I ingratiate myself with every sentence and every gesture. I reach out and touch his arm, replenish the wine in his glass. He is visiting from Belgrade.
I gush about how wonderful this town is. How friendly and warm everyone is in Sarajevo, how kind and welcoming they are to strangers.
He smiles and asks me, 'Could you please tell me where is that place in the world where you have been and people are not friendly? Is there such a place where people are not nice to foreigners?
I keep my voice friendly. I could tell him of a few places he knows well. But I don’t say that. I keep smiling and talking.
I make sure that I'm smiling and so I send a mental message to my eyes to make sure they are complying and smiling too. I must appear easy, someone he can trust.
I look for points of commonality
I want to show him how a Pakistani and a Muslim is completely sympathetic, friendly, likable.
And I notice that as I listen to him—I believe him—I see his narrative as worthy of sympathy and plausibility.
He is showing me how a Serb, a Christian, is completely friendly, likable.
He is trying so hard—I can see through his smoothness.
I seize on the opportunity when he speaks nostalgically about the wonderfulness of Yugoslavia and how the Serbians miss the good times.
I tell him that the Bosnians feel the same way about Tito and Yugoslavia.
His eyes flash, 'I don't need to be told that,' he says. 'We know that—us—we Yugoslavians know how each other feels.'
It's as though he is saying to me, the foreigner, that he is so done with this, our outsiders interpretations, our interlocutions on his peoples’ behalf—and our narratives of them and on their behalf. He is done with the foreigners’ narratives of the people of Yugoslavia as though these were the truth itself.
His anger touches me. I feel the same way when 'foreigners' speak and write about Pakistan, India and Islam.

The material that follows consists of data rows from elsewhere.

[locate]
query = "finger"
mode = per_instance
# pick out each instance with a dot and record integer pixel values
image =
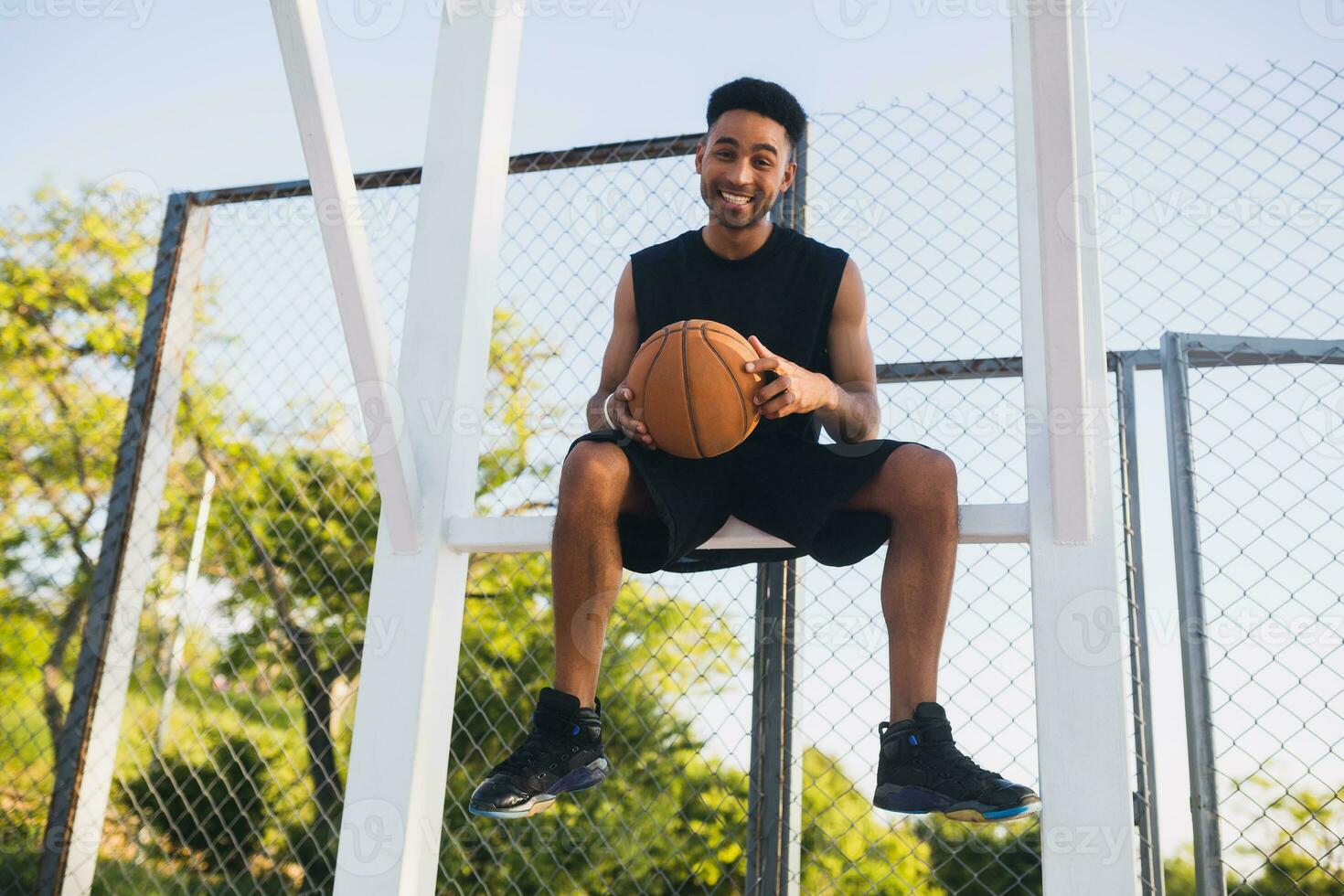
(634, 427)
(763, 364)
(772, 389)
(778, 406)
(766, 392)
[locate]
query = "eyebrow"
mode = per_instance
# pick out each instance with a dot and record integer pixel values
(732, 142)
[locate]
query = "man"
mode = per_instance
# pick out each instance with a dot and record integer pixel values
(625, 503)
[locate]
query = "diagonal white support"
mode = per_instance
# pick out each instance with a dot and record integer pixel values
(342, 225)
(1081, 715)
(398, 767)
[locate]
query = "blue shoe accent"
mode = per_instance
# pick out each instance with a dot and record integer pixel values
(1007, 813)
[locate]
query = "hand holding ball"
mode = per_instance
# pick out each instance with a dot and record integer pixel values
(691, 391)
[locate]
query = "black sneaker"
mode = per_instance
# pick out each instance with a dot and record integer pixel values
(563, 752)
(921, 770)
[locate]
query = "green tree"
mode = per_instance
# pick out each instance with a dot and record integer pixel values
(74, 278)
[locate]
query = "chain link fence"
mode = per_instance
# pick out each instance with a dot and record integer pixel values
(243, 670)
(1255, 443)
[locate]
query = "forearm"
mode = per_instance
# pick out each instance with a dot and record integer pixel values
(855, 417)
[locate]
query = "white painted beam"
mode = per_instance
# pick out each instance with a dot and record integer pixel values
(398, 766)
(342, 225)
(980, 524)
(1083, 721)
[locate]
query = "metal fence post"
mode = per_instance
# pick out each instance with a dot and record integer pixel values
(88, 747)
(1189, 594)
(774, 801)
(1146, 798)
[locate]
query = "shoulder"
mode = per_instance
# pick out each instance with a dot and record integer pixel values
(816, 249)
(664, 251)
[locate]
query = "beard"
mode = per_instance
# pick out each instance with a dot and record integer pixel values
(750, 215)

I am determined to ignore his constant need to counter each praise or nice word said about Sarajevo or Bosnians. And the constant undermining of what happened in the war. What happened in the war? I suddenly realize that my understanding is based on what has been told to me by Bosnians in the Federation and in the RS who are Muslims, Orthodox Christians and Catholic. I don't have any understanding of how things are understood in Serbia. How they view the world. It seems as though he sees Serbia as a place that is pristine and its people innocent of any crime at all. If there are any crimes, in his view, then they have been committed as crimes that any oppressed group is likely to commit. And have been committed by a lesser quality of Serb—the ones that reside in Bosnia.